Interrogé sur les difficultés rencontrées dans la pratique, l’artiste touche à tout ‘’Bappa Thierno’’, qui chante, danse, joue au piano, confectionne des tam-tams et forme les jeunes, s’explique : « Nous manquons de soutiens matériel et financier pendant que le potentiel humain est à disposition. Je suis obligé de confectionner parfois des tams-tams et même rafistoler les batteries qui soutiennent le rythme dans le Podha. C’est un genre qui mobilise aujourd’hui plusieurs spectateurs ».
En prestations dans les cabarets cinq jours sur sept (5/7), plusieurs groupes ou vedettes ne courent que derrière la manne financière qu’apporte ces soirées Podha. Rassurez-vous, que ces ressources financières ne sont pas négligeables.
De très belles compositions musicales sont proposées. Sauf qu’au compte de l’actuelle génération, le contenu immoral de plusieurs thèmes abordés pose problème. Ce qui du coup attire l’attention et interpelle.
Des thèmes bien conçus de la part de ceux qui se reconnaitront (amour, paix et unité nationale…) et qui sortent du lot et se démarque, qu’ils ne se tirent point la balle dans la tête. C’est bien la voie souhaitée.
Pour une ainsi fabrique folklorique made in Guinée et pour son exportation, acteurs et autorités doivent s’y pencher.
Les premiers principalement concernés doivent apporter du sérieux au travail à accomplir. Ces musiciens par pudeur doivent s’imposer désormais une rigueur, pour éviter des dérapages au niveau des textes. Ces compositions musicales doivent véhiculer des messages, aux contenus instructifs pour qu’à l’écoute, chaque mélomane puisse tirer profit.
S’enraciner uniquement à cette monotonie en faveur des chansons de louanges n’augure pas un lendemain meilleur pour exporter ce genre musical.
La plupart de ces artistes évoluent à l’emporte-pièce. Ils doivent songer à la mise en place de parfaites structures d’encadrement et surtout, d’un management de qualité.
Les suivants qui sont les autorités compétentes doivent s’intéresser et apporter un soutien aux artistes. Mieux, le droit de regard, tant au niveau de la conception qu’à la mise au marché de ces produits, pour faire éviter les glissements qui excellent dans les différentes compositions musicales, doit être de rigueur.
Aujourd’hui, le Podha, patrimoine musical du Foutah, est en train de faire sensation. Les adeptes de ce genre musical s’accroissent considérablement.

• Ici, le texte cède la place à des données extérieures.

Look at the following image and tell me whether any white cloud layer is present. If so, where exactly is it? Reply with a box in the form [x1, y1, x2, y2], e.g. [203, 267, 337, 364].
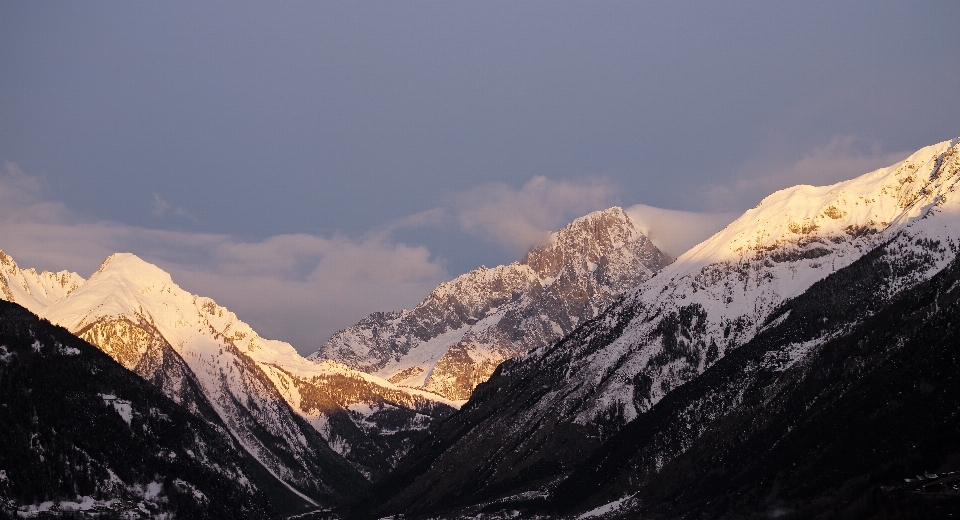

Il est indéniable aussi que le Podha évolue encore à vase clos.
Pour son exportation qui fait souci, Sanoussy Bah, journaliste, Rédacteur en chef d’un magazine artistique, culturel et sportif de la place, moins agacé, va droit au but : « Pour toute évolution, il n’est pas interdit de copier les autres pour s’élever au même niveau ou voir les dépasser. Le M’Balax pur produit du Sénégal, le Zigligbity, le couper décaler de la Côte d’Ivoire ou plus loin le zouk des Kassav, du groupe Expérience 7, sont en somme, des rythmes originels qui ont traversé plusieurs frontières. Il faut travailler sur les structures d’organisation, élaborer la musique dans son vrai contexte dépourvu de tout emprunt. Il n’y a que le sérieux qui doit sous-tendre les activités productives à tous les niveaux. Ne comptons point sur l’Etat pour faire de ces artistes ce qu’ils sont. »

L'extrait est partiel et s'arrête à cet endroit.